Probability is Almost One Third

Probability Level 2

Select two distinct positive integers (without order) between 1 and 29 inclusive. If the probability that their sum is divisible by 3 can be represented in the form $\dfrac{a}{b}$ where $a$ and $b$ are coprime positive integers, compute $a+b.$

The answer is 271.

2 solutions

Grant Bulaong
Jun 7, 2016

The conditions for $x+y$ to be divisible by $3$ are;

(A) either $x$ and $y$ leave remainders of $1$ and $2$ or vice versa when divided by $3$ or

(B) both $x$ and $y$ are divisible by $3$ .
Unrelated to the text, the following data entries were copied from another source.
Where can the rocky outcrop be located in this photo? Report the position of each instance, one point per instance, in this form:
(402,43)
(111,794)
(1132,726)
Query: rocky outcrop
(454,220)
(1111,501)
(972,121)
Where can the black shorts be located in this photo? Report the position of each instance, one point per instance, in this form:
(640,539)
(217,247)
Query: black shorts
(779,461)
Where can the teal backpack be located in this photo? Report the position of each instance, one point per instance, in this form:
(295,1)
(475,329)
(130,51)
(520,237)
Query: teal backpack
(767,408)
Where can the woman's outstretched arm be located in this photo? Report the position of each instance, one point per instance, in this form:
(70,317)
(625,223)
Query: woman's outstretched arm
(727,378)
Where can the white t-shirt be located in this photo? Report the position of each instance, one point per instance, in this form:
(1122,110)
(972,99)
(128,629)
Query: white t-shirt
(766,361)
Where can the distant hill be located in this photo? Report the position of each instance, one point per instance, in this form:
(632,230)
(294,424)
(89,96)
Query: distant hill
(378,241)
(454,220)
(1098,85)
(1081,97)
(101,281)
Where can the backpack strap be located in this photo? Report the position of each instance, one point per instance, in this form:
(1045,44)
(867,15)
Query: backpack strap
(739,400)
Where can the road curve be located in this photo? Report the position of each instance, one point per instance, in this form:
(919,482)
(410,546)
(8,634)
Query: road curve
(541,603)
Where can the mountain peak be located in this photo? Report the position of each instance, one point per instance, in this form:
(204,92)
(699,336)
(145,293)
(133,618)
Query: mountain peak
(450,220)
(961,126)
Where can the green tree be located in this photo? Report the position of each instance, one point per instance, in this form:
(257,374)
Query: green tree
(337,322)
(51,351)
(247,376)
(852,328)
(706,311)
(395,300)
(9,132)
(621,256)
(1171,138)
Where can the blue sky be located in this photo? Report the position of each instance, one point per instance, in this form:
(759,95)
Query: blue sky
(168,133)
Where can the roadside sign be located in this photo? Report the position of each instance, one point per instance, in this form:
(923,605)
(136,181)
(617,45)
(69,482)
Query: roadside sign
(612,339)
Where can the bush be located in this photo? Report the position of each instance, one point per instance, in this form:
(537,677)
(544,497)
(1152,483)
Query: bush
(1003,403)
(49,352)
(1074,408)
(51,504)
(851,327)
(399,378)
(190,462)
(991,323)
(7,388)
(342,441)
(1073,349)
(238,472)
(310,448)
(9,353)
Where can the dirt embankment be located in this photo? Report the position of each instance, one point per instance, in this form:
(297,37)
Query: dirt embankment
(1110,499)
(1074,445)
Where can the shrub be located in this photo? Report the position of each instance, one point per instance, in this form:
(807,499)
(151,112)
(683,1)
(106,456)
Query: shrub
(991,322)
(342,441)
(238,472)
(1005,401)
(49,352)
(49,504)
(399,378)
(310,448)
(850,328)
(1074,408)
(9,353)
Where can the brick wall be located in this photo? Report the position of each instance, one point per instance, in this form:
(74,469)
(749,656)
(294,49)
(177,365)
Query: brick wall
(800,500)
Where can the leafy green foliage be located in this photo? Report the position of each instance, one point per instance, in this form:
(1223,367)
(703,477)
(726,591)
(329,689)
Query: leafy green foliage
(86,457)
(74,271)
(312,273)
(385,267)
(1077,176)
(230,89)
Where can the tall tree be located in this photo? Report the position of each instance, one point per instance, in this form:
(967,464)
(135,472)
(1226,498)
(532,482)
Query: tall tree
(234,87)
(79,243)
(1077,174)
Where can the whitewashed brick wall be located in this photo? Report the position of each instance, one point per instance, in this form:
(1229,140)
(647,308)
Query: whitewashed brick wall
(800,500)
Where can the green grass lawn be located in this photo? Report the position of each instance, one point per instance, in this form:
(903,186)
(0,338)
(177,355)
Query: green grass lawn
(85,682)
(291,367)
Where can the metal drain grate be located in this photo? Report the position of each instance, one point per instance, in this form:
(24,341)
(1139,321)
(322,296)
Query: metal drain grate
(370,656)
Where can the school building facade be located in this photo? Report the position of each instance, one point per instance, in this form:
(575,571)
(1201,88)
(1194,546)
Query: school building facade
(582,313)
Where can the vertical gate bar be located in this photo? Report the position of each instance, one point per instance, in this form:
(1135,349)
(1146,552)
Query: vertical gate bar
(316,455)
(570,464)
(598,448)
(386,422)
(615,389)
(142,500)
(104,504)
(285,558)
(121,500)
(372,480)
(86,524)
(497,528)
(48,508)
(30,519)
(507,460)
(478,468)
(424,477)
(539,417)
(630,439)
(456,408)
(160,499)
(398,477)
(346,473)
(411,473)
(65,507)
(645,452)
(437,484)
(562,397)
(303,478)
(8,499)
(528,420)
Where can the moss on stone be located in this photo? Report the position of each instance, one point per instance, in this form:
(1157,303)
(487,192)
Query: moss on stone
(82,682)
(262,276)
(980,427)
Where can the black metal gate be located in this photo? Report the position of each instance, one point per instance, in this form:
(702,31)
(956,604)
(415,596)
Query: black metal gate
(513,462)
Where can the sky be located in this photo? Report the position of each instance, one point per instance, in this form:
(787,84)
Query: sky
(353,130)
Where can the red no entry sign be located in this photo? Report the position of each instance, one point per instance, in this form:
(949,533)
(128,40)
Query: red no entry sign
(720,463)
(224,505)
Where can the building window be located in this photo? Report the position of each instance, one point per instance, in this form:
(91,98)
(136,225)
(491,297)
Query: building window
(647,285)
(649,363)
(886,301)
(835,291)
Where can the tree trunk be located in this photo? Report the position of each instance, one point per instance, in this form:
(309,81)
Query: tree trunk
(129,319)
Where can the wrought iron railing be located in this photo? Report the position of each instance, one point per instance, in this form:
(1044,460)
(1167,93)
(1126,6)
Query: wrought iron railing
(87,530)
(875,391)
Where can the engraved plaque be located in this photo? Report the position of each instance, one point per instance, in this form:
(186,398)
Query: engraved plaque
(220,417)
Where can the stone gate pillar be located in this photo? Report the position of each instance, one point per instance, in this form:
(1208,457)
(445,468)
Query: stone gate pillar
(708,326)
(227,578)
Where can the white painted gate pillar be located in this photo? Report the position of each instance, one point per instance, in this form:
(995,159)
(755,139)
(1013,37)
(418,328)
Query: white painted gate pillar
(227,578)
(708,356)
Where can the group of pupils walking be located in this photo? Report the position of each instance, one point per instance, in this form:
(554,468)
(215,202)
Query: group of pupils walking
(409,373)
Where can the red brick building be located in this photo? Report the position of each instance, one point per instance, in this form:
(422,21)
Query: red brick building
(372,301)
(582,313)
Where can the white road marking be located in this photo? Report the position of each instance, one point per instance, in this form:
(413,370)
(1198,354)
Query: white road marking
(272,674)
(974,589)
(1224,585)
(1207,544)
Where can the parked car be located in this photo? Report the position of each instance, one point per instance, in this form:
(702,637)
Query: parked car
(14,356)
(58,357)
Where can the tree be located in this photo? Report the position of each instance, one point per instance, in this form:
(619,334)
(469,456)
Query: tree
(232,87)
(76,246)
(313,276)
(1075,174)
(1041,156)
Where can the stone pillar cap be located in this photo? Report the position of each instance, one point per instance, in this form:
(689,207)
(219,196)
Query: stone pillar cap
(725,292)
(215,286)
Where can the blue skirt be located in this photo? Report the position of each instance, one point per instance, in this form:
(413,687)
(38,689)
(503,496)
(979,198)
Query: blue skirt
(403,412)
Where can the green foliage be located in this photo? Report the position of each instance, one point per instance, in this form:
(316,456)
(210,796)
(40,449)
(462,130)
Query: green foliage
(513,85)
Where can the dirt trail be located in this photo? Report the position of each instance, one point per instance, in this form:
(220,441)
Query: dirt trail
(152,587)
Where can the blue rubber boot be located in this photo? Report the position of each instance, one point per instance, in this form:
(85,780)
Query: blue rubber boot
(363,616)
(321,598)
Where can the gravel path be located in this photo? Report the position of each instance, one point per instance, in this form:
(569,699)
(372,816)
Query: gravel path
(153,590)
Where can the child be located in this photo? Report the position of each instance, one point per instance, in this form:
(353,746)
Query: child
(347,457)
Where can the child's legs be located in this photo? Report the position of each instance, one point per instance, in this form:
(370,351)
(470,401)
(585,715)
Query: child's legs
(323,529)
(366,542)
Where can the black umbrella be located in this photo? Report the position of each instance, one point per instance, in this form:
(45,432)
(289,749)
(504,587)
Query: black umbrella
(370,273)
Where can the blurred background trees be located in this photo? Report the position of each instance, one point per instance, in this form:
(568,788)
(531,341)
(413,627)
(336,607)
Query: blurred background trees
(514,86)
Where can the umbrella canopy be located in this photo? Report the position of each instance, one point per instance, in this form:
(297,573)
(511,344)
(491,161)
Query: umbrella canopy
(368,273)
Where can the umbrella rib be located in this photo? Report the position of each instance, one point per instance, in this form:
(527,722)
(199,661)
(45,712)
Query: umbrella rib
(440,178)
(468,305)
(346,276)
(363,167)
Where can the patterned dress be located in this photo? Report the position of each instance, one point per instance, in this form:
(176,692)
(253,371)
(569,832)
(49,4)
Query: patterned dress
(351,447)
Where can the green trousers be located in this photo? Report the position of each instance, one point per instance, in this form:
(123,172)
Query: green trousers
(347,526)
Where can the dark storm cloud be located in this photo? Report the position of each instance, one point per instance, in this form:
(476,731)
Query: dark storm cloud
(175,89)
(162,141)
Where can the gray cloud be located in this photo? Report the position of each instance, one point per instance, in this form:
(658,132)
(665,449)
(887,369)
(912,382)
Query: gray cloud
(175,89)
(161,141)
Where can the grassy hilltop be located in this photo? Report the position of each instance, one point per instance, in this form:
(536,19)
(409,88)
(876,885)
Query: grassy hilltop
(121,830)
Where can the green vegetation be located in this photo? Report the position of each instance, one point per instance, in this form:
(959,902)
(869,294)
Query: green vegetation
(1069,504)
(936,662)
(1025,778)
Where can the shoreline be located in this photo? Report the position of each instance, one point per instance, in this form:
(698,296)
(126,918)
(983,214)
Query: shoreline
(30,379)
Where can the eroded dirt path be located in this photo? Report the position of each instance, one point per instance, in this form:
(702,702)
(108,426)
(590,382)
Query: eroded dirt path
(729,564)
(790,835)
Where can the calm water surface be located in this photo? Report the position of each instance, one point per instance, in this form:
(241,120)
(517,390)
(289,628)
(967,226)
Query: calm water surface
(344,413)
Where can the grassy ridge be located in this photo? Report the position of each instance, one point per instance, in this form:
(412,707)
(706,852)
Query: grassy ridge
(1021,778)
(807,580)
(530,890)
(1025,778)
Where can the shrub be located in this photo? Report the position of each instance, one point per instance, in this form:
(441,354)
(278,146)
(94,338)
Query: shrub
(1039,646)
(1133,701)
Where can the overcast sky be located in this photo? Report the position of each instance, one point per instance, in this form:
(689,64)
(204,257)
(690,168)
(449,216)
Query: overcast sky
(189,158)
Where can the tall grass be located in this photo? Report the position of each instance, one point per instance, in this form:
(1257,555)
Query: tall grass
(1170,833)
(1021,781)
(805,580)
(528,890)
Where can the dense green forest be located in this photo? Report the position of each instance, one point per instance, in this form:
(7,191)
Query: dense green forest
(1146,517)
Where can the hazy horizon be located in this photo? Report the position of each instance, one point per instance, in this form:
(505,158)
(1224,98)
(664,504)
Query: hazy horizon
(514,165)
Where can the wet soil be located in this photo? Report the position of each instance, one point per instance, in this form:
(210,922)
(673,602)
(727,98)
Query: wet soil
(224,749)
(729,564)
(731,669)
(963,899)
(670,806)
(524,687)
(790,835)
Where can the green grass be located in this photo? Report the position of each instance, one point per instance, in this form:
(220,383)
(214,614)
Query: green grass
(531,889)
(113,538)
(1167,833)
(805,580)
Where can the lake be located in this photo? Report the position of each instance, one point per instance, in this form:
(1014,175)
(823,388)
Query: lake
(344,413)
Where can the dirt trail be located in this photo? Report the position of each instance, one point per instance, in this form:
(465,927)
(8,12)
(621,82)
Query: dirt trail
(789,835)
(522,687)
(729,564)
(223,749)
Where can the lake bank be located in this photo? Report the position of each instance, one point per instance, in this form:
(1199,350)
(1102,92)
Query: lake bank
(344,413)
Between 1 and 29 inclusive, there are ten which leave a remainder of 1, ten which leave a remainder of 2 and nine which leave a remainder of 3 when divided by 3. So our probability is $\dfrac{\dbinom{10}{1}\dbinom{10}{1}+\dbinom{9}{2}}{\dbinom{29}{2}}=\dfrac{68}{203}$ Hence $a+b=68+203=\boxed{271}$ .

I used modular arithmetic, but pretty much the same solution

Ραμών Αδάλια - 5 years ago

Did you notice that $\frac{68}{203}$ is MORE than a third?

Peter Macgregor - 5 years ago

"Almost" is referring to, in this context, that the probability is close to one-third, not necessarily that is a smidgen under one-third. (Where, as you pointed out, it is actually more than one-third.)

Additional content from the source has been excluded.